I'm glad folks are talking about this report. But now that we've got a figure that accounts for these related costs, I think we ought to be talking not in terms of the cost of the war, but the opportunity cost of it.
Where would we be right now if we had invested that one trillion dollars into making the US energy independent instead of going to war in Iraq?
Although Bush, the Senate, and the punditocracy never really considered it in these terms (Kerry made a feeble attempt to do so during his campaign), we made a choice when we went to war in Iraq. We chose to try to respond to some threats to our economy by going to war rather than addressing those threats in a more reasonable fashion.
For a number of reasons, it's time we reconsidered the reasons we went to war (I'm aiming to do a post on it sometime soon). But I think our conduct in the war (and our belligerence toward Iran) supports the claim that we went to war to:
- Establish a geopolitically strategic military footprint in the Middle East to replace Saudi Arabia, thereby ensuring we can protect our access to energy supplies, particularly as supplies grow increasingly scarce
- Send a message that we will attack countries that preferentially support the economic position of other countries
- Ensure that the dollar remains the default reserve currency and currency of oil transactions, thereby sustaining the unequal economic system that relies on the debt-ridden American consumer as the primary source of demand
It's too simple to say it's all about oil. But it is about the economic and strategic system which oil fuels. And don't get me wrong--our current economic system can't last much longer without doing something. The US is just too reliant on debt rather than competitiveness to retain its role in the global economy. The question is, was an invasion of Iraq the best way to address our increasing vulnerability in the world?

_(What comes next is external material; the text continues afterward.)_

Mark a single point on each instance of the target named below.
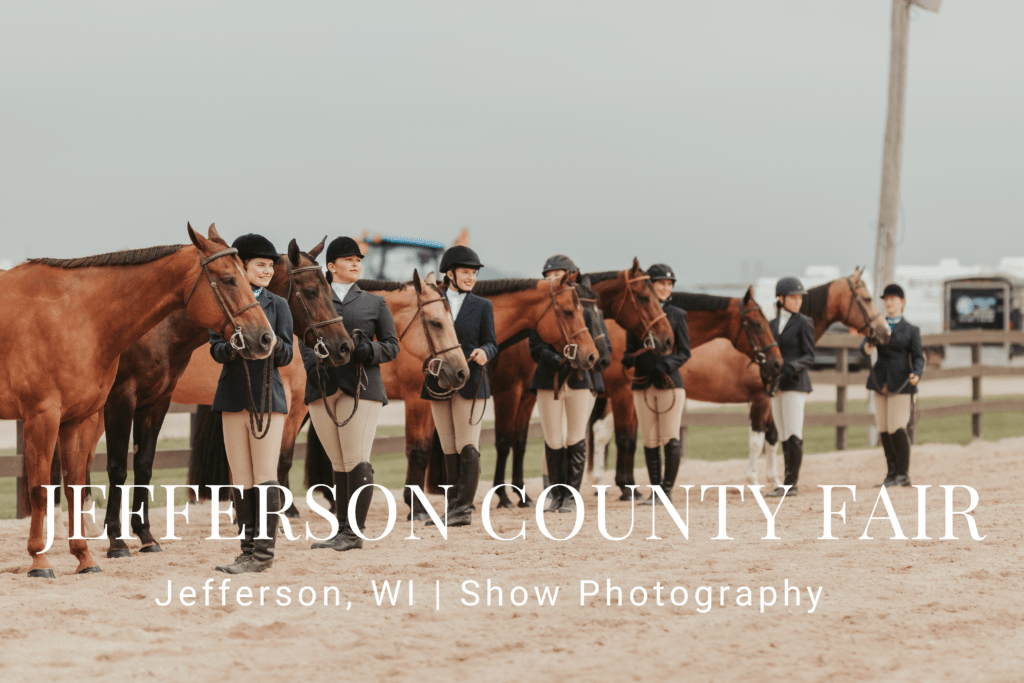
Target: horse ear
(315, 251)
(201, 243)
(417, 282)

Frankly, I don't know. But I'd like smart people who actually have some expertise (unlike me) in economics to consider an alternative. What if, rather than going to war, we had invested that trillion dollars into an energy Manhattan Project? What if we had used that money to develop new technologies and manufacturing systems that would diminish the importance of oil in geostrategic equations and in setting the reserve currency?
I would imagine such an investment would have been a massive stimulus to our economy, creating a bunch of high-paying jobs and an economic sector where the US would be dominant internationally. I would imagine it would create technologies the US could export again--stuff other countries wanted to buy. I would imagine such an approach would minimize insecurity, one of the costs Stiglitz and Bilmes associate with the Iraq war. Like I said, I'm not really qualified to answer these questions, but I would imagine that such an approach would have gone a long way to resolve the threats that underlie our reasons for war. All without getting anyone killed.
And as an added bonus, it would have addressed some of the causes of global warming.
See, I've been saying for a while that it's not just that Bush lied us into a war and botched important parts of conducting that war. It's that Bush chose the least effective approach to respond to some threats to this country. And we'll be paying for that poor choice for quite some time.